The Power of the Observer

by Jhilam Biswas | 11/3/03 6:00am

You cannot solve a problem if you are not exposed to its reality. This idea is so simple, but digging down to the root of a concern has become a thorny dilemma for developing countries, especially when it comes to healthcare. Huge non-governmental organizations and corporations are pouring money toward medical relief, but why are people in developing countries suffering from highly preventable diseases? The leading causes of death in developed countries, like the United States, are heart disease and cancer. In contrast, in many areas of the developing world, easily preventable diseases like respiratory infections, diarrhea, tuberculosis, malaria and malnutrition are the leading medical problems. If we have the money and the medicine, what's going on? This is an extreme threat not only to poor populations but to our global society. The repercussions are endless. A poor health system anywhere becomes an ominous risk, both socially and economically, to everyone.
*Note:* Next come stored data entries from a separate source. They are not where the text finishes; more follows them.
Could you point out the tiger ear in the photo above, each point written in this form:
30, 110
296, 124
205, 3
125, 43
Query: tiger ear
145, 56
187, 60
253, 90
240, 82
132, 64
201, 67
More often than not, developing regions suffer from corrupted politics or have decentralized governments that make a simple project an impossible endeavor. The administrative power is so removed from those who are informed and concerned that they have little means of conducting a pertinent project. The native educated youth of society, any developing region's largest asset, are often disenfranchised and at the mercy of complicated bureaucracy and poor infrastructure. The working conditions can be so frustrating that many either leave or lose their incentive and motivation to make significant progress. Thus, the original issues get lost amidst a tangled web of squabbling, squandering and politics.

NGO's and large corporations are highly visible enterprises that need to work through the government of a developing country. They cannot penetrate the deepest layers of a healthcare issue, which is often embedded within the infrastructure of the system. Because of the lack of exposure, there is a lack of follow-up to the proper allocation of funds. This is the main issue. No one can be held responsible, so the money is not directed to the source of the problem. What's the point in putting tons of money in medicine, where overuse may decrease its potency anyway? Improving the sanitation system, drainage and water sources will solve the problem in the long-term. Healthcare is about infrastructure and lifestyle just as much as about medicine, yet not many tend to look at it that way.

So who can change the system? Students can. Tomorrow's journalists, civil engineers, policy makers and healthcare workers are today's students. Students and interns are in a unique position to observe anonymously the reality of a societal concern. They can slip into crevices that visible organizations cannot, and their unassuming appearances can bring forth the truth in all of its forms.

A new organization here on campus called the Dartmouth Coalition for Global Health, comprised of students, faculty and alumni, realizes the importance of looking at health as a total social entity, and encourages Dartmouth students to develop a global perspective. (For more information about DCGH, you can blitz Dr. Lee Witters.) Medical philosophy cannot be isolated in scope; it is affected by everything outside of it. Public health is beyond the realm of medical sciences; it concerns us all. We are a part of a complete system of cause and effect and when we become the observers, we can begin to treat any issue at its root.